I felt a shiver run down my spine as I read that last sentence. Was it possible this was a different Aris? I looked through the rest of the names in the ‘A’ section but found none. I felt a wave of distrust and paranoia washing over me, just as it had when I first learned the truth about my village. I took a deep breath. Easy Rose. Don’t jump to any conclusions just yet. I thought to myself. But if this book was accurate and Aris was truly the right hand of the dark one, then I was in much more danger than I had originally thought. Aris seemed to think that he had been chosen to collect me from Wren’s Glen because he had once lived there as well. But perhaps his dark father wanted to keep me close by for other reasons. I cursed myself, wondering how much trouble I had gotten myself into. Surely there were two sides to this story. After all, Aris had never been violent towards me. My mind flashed back to the incident in the royal city. Old habits, Aris had explained. Again, I wondered what exactly his old habits had been. Perhaps they were so called because he wasn’t like that anymore. Don’t make excuses, Rose, I told myself. I had done that for far too long as a villager and did not want to return to any old habits of my own. I thought back on my time with Aris thus far. All the nights we had shared, the way he had held me, kissed me, loved me. Had it all been an act? I tried to shove down those thoughts. I needed to talk to him. There was no sense in letting my heart break until I knew the truth. I signed the book out on the ledger and briskly walked home. I felt tears stinging my eyes but wiped them away. Truth first, feelings later, I repeated in my mind. Luckily, Aris was waiting for me when I arrived.

“How’d it go?” he asked. Then upon seeing my expression, “what’s wrong?”

I walked over to him and placed the book on the table in front of him.

Aris looked down and read the title. He grinned. “So, I take it you found me then,” he commented.

I nodded, then flipped to the page with his name on it. I watched his black eyes scanning the page. His expression darkened the more he read. I sat down on the chair in front of him and waited for him to finish. I steadied my breath, I didn’t want to cry.

“Must’ve been written by one of my fans,” he smirked, but his expression remained downcast.

“Aris,” I tried to hide the exasperation in my voice. “What is this?”

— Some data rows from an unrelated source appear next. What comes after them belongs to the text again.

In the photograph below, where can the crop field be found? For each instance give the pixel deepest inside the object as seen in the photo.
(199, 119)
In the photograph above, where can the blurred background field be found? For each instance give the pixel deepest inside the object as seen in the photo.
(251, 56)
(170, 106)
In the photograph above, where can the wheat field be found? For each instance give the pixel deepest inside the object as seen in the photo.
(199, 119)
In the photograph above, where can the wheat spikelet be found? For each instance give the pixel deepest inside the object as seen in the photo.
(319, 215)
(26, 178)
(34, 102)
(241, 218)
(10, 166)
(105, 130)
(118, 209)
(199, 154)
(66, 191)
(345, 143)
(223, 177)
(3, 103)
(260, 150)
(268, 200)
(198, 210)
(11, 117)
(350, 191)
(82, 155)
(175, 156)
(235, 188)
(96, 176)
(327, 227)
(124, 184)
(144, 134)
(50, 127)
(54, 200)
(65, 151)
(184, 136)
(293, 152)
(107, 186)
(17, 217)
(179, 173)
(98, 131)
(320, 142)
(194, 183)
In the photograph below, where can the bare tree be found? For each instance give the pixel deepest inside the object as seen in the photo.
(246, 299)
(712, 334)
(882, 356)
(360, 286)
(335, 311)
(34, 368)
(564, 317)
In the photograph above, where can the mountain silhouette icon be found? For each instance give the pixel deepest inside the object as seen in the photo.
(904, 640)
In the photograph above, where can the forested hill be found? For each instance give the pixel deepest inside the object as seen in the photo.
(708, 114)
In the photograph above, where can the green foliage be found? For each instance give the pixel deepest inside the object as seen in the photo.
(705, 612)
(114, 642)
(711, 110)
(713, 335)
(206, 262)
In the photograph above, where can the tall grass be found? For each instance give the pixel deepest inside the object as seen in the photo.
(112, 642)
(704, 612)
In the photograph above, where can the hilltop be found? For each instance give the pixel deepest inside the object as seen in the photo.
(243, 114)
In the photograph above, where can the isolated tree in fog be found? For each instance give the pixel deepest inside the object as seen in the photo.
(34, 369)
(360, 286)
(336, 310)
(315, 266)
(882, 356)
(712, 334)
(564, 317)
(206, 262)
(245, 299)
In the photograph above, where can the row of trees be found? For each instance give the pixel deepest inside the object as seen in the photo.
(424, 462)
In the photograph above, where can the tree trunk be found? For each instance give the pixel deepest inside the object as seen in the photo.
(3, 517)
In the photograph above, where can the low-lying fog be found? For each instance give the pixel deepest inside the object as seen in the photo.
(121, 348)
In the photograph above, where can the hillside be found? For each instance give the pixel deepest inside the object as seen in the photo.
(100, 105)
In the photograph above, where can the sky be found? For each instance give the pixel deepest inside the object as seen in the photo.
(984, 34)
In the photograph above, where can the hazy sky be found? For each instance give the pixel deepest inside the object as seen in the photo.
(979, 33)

He flipped the book shut and sighed, “I think I’d like to know who it was that authored this book.” He pushed it away from him on the table.

“So, it’s not true?” I asked.

“It’s not completely true,” he admitted. “I’ve never been the prince of anything, let alone of the underworld. And I’m most definitely not my father’s right hand,” he scoffed.

“And the rest?” I pressed, urgency in my voice.

“Are you afraid of me, Rose?” he asked, an air of disbelief in his voice.

“Of course I’m not afraid of you.” I sighed sitting back in my chair. “But I do have questions now. I mean surely you must understand that, right?”

He nodded. “Rose, you know you can always ask me anything.” He sounded a little hurt, and I felt another wave of guilt wash over me.

“I know,” I sighed. “I’m sorry. I saw the book and it piqued my curiosity. I guess I just got carried away. I promise I wasn’t trying to hide anything from you.”

“Don’t feel bad about it,” he said simply, much to my surprise. “I’m just glad you’re talking to me about it now.”

“Really?” I asked.

“Yeah, I mean, it was only a matter of time before something like this,” he gestured to the book, “came across your path. I also don’t intend to perpetuate the off-limit knowledge nonsense that the village was so keen on.”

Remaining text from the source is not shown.